The Linux Journaling Block Device
Date: Jan 20, 2006
Atomicity is a property of an operation either to succeed or fail completely. Disks assure atomicity at the sector level. This means that a write to a sector either goes through completely or not at all. But when an operation spans over multiple sectors of the disk, a higher-level mechanism is needed. This mechanism should ensure that modifications to the entire set of sectors are handled atomically. Failure to do so leads to inconsistencies.
Let’s look at how these inconsistencies could be introduced to a filesystem. Say we have an application that creates a file. The filesystem internally has to decrease the number of free inodes by one, intialize the inode on the disk and add an entry to the parent directory for the newly created file. But what happens if the machine crashes after only the first operation is executed? In this circumstance, an inconsistency has been introduced in the filesystem. The number of free inodes has decreased, but no initialisation of the inode has been performed on the disk.
The only way to detect these inconsistencies is by scanning the entire filesystem. This task is called fsck, filesystem consistency check. In large installations, the consistency check requires a significant amount of time (many hours) to check and fix inconsistencies. As you might have guessed, such downtime is not desirable. A better approach to solve this problem is to avoid introducing inconsistencies in the first place, and this could be accomplished by providing atomicity to operations. Journaling is such a way to provide atomicity to operations.
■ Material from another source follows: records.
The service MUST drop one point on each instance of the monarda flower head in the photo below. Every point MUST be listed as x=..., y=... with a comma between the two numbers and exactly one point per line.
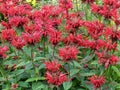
x=55, y=37
x=97, y=81
x=18, y=42
x=68, y=53
x=3, y=51
x=52, y=66
x=65, y=4
x=56, y=78
x=32, y=38
x=88, y=1
x=8, y=34
x=107, y=60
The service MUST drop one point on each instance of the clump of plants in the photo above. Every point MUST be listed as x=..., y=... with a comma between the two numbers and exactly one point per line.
x=60, y=47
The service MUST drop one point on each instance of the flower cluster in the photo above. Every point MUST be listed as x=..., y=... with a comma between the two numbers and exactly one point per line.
x=97, y=81
x=53, y=74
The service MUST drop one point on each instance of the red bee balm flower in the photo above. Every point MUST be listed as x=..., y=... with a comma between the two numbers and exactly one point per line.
x=2, y=51
x=56, y=78
x=97, y=81
x=8, y=34
x=55, y=37
x=68, y=53
x=32, y=38
x=52, y=66
x=18, y=42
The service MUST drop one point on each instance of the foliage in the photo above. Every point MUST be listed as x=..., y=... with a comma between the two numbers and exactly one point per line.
x=61, y=45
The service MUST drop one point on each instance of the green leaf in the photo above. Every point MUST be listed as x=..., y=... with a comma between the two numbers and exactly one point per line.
x=115, y=69
x=74, y=71
x=87, y=74
x=35, y=79
x=39, y=86
x=67, y=85
x=117, y=87
x=23, y=84
x=76, y=64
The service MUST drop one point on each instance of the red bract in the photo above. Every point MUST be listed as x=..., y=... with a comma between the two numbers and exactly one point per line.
x=95, y=29
x=108, y=60
x=3, y=50
x=52, y=66
x=68, y=53
x=18, y=42
x=55, y=37
x=8, y=34
x=73, y=24
x=56, y=78
x=65, y=4
x=18, y=21
x=31, y=38
x=88, y=1
x=97, y=81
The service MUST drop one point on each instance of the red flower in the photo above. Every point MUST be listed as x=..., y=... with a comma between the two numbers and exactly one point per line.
x=32, y=38
x=18, y=42
x=95, y=29
x=68, y=53
x=107, y=60
x=52, y=66
x=88, y=1
x=55, y=37
x=97, y=81
x=14, y=86
x=56, y=78
x=65, y=4
x=8, y=34
x=3, y=50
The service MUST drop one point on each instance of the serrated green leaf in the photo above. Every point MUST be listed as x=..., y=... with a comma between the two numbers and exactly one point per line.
x=74, y=71
x=87, y=74
x=35, y=79
x=116, y=70
x=67, y=85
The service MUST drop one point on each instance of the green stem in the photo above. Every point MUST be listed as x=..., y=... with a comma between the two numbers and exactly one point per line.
x=77, y=5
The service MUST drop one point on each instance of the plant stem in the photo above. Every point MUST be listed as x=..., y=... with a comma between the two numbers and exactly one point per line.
x=77, y=5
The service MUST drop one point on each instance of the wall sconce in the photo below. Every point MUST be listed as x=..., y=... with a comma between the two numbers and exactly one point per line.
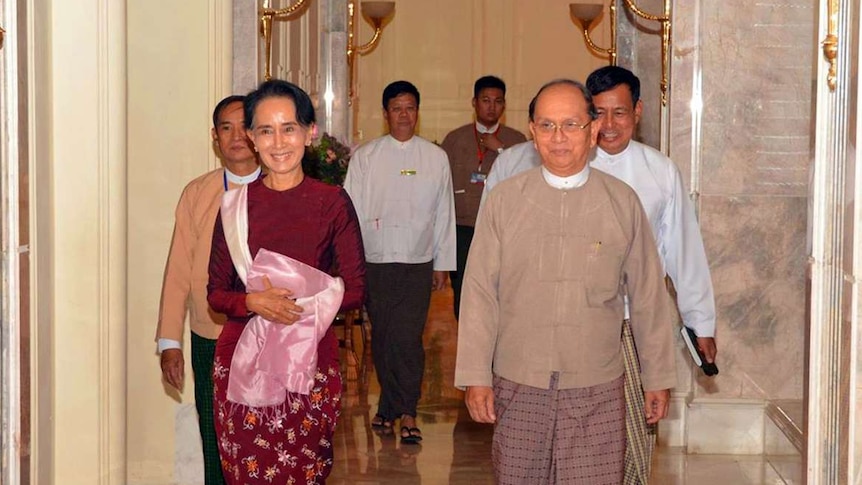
x=267, y=15
x=830, y=43
x=586, y=14
x=664, y=18
x=376, y=13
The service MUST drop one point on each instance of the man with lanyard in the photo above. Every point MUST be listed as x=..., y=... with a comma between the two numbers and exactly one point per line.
x=472, y=150
x=186, y=274
x=401, y=187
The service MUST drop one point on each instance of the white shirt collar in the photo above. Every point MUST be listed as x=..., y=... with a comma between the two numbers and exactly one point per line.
x=401, y=144
x=483, y=129
x=570, y=182
x=604, y=154
x=242, y=179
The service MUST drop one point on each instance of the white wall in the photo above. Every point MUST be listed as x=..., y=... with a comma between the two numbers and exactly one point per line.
x=444, y=46
x=80, y=169
x=179, y=68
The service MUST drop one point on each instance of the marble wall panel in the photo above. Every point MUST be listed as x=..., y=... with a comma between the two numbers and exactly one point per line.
x=757, y=256
x=757, y=71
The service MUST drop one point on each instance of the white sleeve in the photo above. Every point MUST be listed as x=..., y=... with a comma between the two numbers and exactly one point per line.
x=444, y=222
x=681, y=247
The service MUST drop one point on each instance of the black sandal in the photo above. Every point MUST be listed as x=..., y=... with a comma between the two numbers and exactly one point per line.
x=410, y=436
x=380, y=423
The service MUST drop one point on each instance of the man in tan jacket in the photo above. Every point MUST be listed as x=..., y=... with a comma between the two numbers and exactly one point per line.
x=185, y=283
x=539, y=336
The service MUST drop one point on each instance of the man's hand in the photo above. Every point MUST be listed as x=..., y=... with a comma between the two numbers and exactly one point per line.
x=656, y=404
x=274, y=304
x=707, y=346
x=438, y=280
x=173, y=367
x=480, y=403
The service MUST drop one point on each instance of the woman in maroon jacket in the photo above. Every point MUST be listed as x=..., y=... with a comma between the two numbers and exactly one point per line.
x=311, y=222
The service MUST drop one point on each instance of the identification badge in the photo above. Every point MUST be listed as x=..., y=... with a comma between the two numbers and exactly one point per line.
x=478, y=178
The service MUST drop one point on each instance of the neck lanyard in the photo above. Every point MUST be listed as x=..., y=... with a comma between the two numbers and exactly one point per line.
x=480, y=151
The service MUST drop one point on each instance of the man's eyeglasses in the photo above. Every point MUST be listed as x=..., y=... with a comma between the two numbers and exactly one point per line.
x=567, y=127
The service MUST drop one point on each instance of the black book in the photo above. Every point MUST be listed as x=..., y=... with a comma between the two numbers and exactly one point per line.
x=690, y=340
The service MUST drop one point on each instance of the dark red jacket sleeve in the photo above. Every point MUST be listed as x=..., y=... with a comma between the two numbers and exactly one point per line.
x=349, y=252
x=225, y=291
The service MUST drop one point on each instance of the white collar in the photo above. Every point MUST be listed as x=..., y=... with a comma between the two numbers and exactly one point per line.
x=484, y=129
x=570, y=182
x=399, y=143
x=604, y=154
x=242, y=179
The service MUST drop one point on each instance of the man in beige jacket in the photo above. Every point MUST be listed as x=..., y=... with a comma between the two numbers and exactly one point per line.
x=185, y=283
x=539, y=337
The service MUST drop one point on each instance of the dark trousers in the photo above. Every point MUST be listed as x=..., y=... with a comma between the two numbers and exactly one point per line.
x=398, y=299
x=463, y=238
x=203, y=352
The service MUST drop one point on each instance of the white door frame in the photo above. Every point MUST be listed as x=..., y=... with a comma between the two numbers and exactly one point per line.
x=835, y=264
x=10, y=338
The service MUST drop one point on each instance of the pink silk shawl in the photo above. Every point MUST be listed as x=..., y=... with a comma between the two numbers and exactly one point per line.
x=272, y=359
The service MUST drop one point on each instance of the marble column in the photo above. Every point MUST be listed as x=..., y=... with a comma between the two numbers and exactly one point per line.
x=246, y=36
x=333, y=111
x=740, y=127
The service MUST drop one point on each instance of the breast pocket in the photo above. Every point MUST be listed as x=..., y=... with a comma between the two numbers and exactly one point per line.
x=603, y=272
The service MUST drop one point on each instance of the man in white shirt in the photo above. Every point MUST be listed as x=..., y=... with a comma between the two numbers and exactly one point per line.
x=401, y=186
x=658, y=183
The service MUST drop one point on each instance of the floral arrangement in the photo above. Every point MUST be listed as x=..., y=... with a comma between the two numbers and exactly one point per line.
x=326, y=160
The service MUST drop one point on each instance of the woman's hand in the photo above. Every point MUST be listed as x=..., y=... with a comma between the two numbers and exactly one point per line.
x=274, y=304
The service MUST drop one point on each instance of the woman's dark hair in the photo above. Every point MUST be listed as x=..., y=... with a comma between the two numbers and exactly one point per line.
x=397, y=89
x=277, y=88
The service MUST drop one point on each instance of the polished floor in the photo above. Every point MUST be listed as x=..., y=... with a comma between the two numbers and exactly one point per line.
x=455, y=450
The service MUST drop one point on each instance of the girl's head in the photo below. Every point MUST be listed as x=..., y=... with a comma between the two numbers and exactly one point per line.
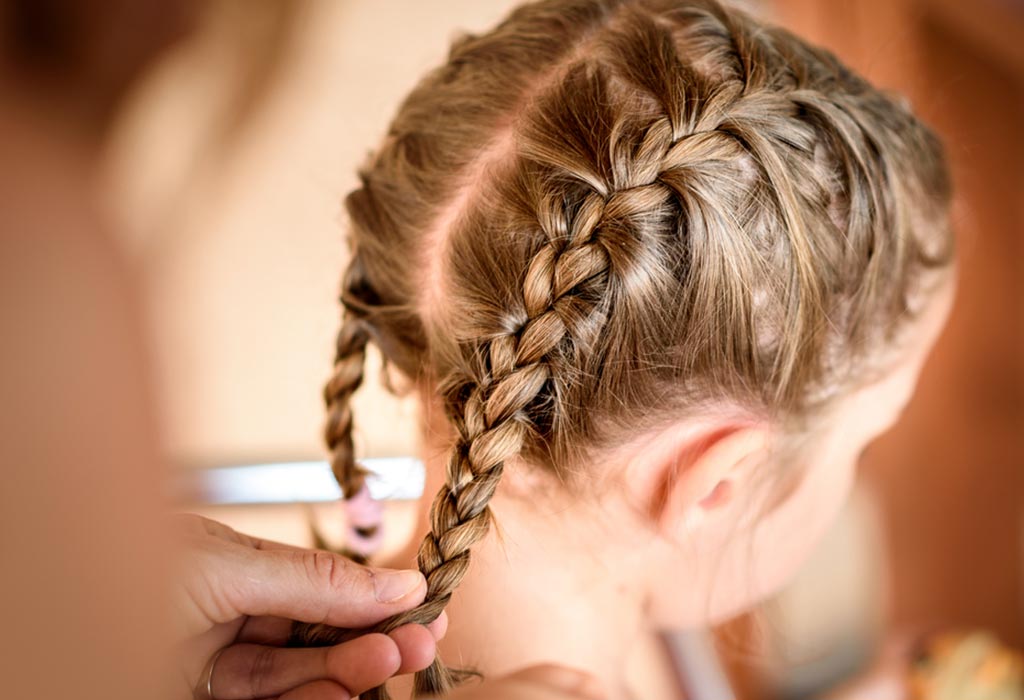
x=651, y=253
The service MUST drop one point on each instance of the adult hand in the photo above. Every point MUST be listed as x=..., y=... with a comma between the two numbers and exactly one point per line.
x=239, y=596
x=537, y=683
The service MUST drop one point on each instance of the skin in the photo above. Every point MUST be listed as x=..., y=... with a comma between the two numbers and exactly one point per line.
x=102, y=596
x=683, y=527
x=240, y=594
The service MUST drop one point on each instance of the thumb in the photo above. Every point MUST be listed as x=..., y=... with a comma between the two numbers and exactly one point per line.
x=311, y=585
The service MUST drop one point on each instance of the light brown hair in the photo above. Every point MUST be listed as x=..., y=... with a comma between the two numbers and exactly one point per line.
x=603, y=215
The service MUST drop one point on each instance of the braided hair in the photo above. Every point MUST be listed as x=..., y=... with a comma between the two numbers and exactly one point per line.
x=604, y=213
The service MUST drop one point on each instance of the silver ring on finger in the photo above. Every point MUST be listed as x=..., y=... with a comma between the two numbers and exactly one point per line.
x=204, y=687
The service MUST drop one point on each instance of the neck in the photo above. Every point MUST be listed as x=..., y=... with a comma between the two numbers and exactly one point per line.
x=540, y=592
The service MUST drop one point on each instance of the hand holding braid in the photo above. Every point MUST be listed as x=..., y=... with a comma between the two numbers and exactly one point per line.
x=646, y=205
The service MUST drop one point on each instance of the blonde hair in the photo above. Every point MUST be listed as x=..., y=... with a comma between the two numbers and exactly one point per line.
x=604, y=214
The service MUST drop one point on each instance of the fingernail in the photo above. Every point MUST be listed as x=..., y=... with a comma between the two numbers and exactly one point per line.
x=393, y=585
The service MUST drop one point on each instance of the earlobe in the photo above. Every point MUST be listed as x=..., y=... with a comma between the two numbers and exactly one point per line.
x=698, y=477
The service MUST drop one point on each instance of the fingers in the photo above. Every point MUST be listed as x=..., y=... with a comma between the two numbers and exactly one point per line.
x=245, y=671
x=318, y=690
x=310, y=585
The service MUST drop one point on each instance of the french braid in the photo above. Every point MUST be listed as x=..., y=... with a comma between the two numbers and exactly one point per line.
x=694, y=206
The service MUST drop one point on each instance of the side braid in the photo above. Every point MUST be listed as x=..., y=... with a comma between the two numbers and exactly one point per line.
x=349, y=359
x=690, y=206
x=491, y=409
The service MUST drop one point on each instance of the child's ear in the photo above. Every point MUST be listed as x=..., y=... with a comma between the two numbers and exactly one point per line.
x=691, y=477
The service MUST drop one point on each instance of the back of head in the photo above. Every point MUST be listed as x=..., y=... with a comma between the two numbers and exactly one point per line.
x=603, y=215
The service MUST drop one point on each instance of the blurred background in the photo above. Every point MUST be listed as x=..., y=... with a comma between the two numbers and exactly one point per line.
x=222, y=169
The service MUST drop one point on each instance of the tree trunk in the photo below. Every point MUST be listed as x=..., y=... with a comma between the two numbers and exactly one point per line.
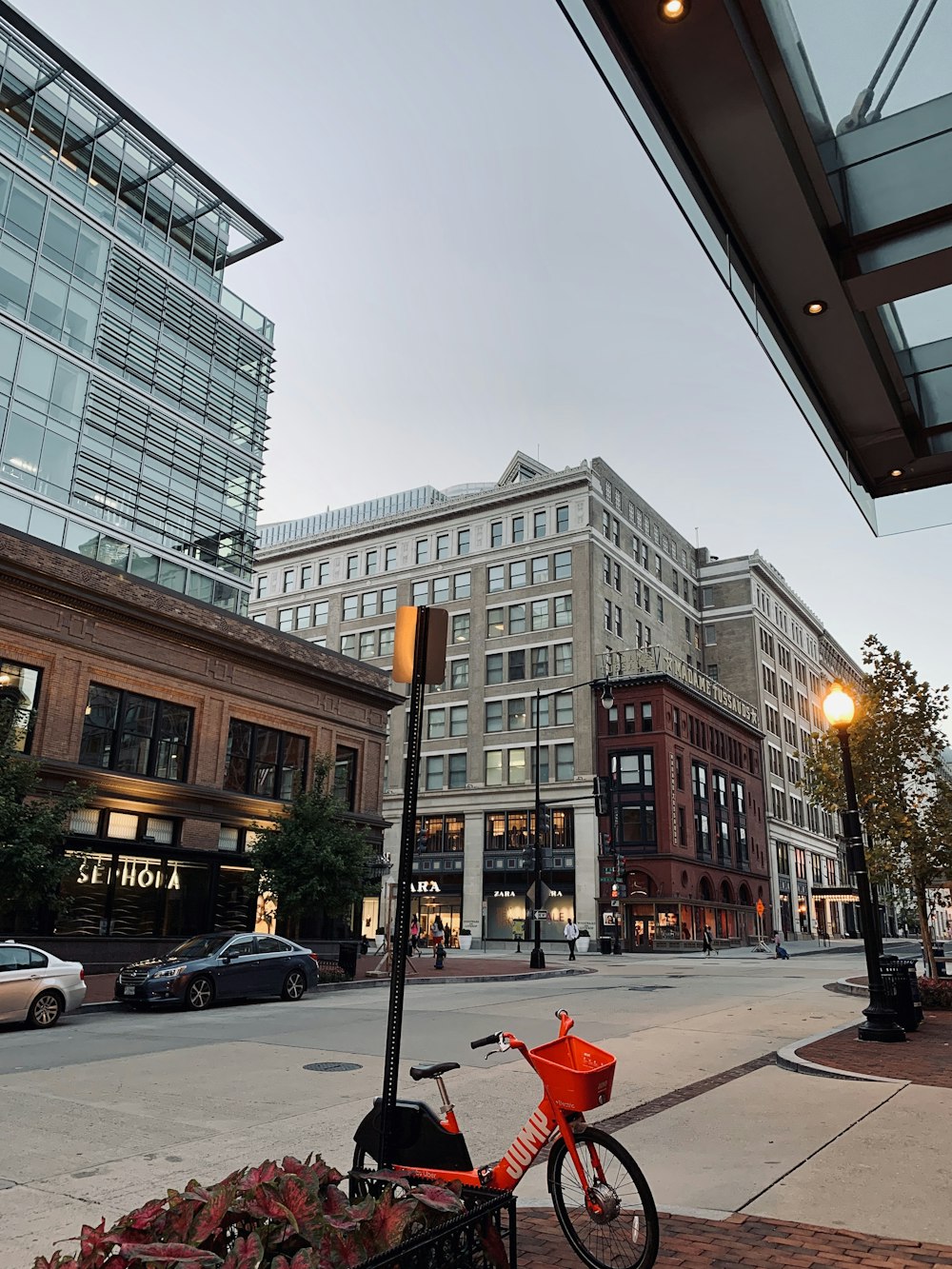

Simply stated, using journaling is like using a scratch pad. You perform operations on the scratch pad, and once you are satisfied that the operations are correct, you reflect them in a fairer copy.
In the case of filesystems, all the metadata and data are stored on the block device for the filesystem. Journaling filesystems use a journal or the log area as the scratch pad. A journal may be a part of the same block device or it may be a separate device in itself. A journaling filesystem first records all the operations it has performed in the journal. Once the set of operations that is part of one single atomic operation has completed and been recorded in the journal, only then is it writtent to the actual block device. Henceforth, the term disk is used to indicate the actual block device, whereas the term journal is used for the log area.
Journal Recovery Scenarios
The example operation from above requires that three blocks be modified—the inode count block, the block containing the on-disk inode and the block holding the directory where the entry is to be added. All of these blocks first are written to the journal. After that, a special block, called the commit record, is written to the journal. The commit record is used to indicate that all the blocks belonging to a single atomic operation are written to the journal.
Given journaling behavior, then, here is how a journaling filesystem reacts in the following three basic scenarios:
- The machine crashes after only the first block is flushed to the journal. In this case, when the machine comes back up again and checks the journal, it finds an operation with no commit record at the end. This indicates that it may not be a completed operation. Hence, no modifications are done to the disk, preserving the consistency.
- The machine crashes after the commit record is flushed to the journal. In this case, when the machine comes back up again and checks the journal, it finds an operation with the commit record at the end. The commit record indicates that this is a completed operation and could be written to the disk. All the blocks belonging to this operation are written at their actual locations on the disk, replaying the journal.
- The machine crashes after all the three blocks are flushed to the journal but the commit record is not yet flushed to the journal. Even in this case, because of the absence of the commit record, no modifications are done to the disk. The scenario thus is reduced to the scenario described in the first case.
Likewise, any other crash scenario could be reduced to any of the scenarios listed above.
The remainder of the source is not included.